At least it’s not frogs.
“Race you,” Sarah said, and she was gone, along with the umbrella.
Armfield laughed, and then the sky split with a streak of thunder and lightning, the bolt touching ground near the church.
“Spare me, Jesus,” he whispered, then dashed against the rain to the house.
###
Don Oscar was tangled in a forsythia hedge, its sharp green buds scratching into his skin. He felt ready to bloom, ready to explode into velvety yellow orgasms. He felt alive, more than he had ever felt while human. He was chlorophyll and carotene, watery tissue and carbon, a metastasis of animal and vegetable. He burned in joyous rapture as his energy was drained by the parent.
He was food of the gods.
The parent’s slender white tongue-roots were stretching under the skin of Bear Claw, siphoning and converting the Appalachian fauna all across the stony slopes. Now it had sent out its disciples, fish and fowl and man and beast all marked by the touch of the cosmic reaper. And Don Oscar was one of the children, providing nourishment to the beloved space-seed so that its mission could continue.
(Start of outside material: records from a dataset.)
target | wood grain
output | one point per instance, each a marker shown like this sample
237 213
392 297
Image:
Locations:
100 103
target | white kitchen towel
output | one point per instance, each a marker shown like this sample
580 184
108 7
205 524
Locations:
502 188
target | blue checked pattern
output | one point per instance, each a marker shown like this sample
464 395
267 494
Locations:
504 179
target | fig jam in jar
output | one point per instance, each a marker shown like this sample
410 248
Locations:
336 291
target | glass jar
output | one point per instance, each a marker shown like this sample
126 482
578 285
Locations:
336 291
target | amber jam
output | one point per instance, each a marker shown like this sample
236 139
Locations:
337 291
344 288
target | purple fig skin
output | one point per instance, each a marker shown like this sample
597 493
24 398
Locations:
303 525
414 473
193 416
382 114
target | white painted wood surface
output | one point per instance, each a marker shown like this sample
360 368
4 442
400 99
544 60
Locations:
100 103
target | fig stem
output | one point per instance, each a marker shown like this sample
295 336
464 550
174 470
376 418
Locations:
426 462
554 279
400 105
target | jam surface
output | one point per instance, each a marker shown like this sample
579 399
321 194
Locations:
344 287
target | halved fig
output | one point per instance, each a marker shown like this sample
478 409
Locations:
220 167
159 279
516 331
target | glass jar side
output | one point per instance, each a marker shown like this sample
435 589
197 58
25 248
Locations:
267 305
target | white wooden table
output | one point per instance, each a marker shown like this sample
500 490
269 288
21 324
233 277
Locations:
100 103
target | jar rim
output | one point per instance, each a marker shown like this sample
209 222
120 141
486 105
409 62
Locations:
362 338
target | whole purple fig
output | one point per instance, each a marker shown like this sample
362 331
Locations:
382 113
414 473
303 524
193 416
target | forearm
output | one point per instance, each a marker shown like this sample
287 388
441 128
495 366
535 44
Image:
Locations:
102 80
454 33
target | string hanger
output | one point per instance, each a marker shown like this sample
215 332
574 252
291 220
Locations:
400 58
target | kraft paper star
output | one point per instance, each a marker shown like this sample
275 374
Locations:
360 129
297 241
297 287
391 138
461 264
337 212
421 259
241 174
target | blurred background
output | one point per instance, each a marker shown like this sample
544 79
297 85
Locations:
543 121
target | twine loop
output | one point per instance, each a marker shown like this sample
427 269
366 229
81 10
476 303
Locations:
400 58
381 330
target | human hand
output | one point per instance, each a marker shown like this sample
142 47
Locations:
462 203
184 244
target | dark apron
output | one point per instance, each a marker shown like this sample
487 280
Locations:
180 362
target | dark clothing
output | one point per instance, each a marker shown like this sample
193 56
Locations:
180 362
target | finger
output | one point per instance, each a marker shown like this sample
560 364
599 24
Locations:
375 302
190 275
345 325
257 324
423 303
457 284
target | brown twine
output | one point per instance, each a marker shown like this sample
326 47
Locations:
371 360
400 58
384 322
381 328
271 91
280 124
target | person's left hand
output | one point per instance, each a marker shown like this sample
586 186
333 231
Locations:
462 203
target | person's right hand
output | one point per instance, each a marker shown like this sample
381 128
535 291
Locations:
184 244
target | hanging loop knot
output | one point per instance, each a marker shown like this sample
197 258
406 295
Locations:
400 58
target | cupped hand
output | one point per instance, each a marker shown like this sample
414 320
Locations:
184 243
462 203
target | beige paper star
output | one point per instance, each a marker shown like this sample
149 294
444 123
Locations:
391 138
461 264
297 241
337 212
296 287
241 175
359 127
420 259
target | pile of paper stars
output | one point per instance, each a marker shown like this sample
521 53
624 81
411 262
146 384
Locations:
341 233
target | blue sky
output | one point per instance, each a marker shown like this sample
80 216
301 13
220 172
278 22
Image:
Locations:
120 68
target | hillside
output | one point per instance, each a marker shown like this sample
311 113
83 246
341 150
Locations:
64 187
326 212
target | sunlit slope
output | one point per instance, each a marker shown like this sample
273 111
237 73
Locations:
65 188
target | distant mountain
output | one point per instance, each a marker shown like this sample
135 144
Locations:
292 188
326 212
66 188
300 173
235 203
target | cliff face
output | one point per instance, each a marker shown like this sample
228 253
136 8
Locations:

He was dimly aware that his wife Genevieve was nearby, nosing in the dirt like an old sow snouting up succulent truffles. The wild lilies were sending green shoots into the sky along the banks of the creek, and Genevieve was among them, rolling in the rich swampy mud. Her torn calico dress was damp and black, sticking to her ample thighs as she wallowed without shame.
Don Oscar had never loved her as much, had never appreciated the glorious depths of her organic wealth as much as he had while converting her. Now they were bound in a far holier matrimony than they had ever achieved in their human relationship.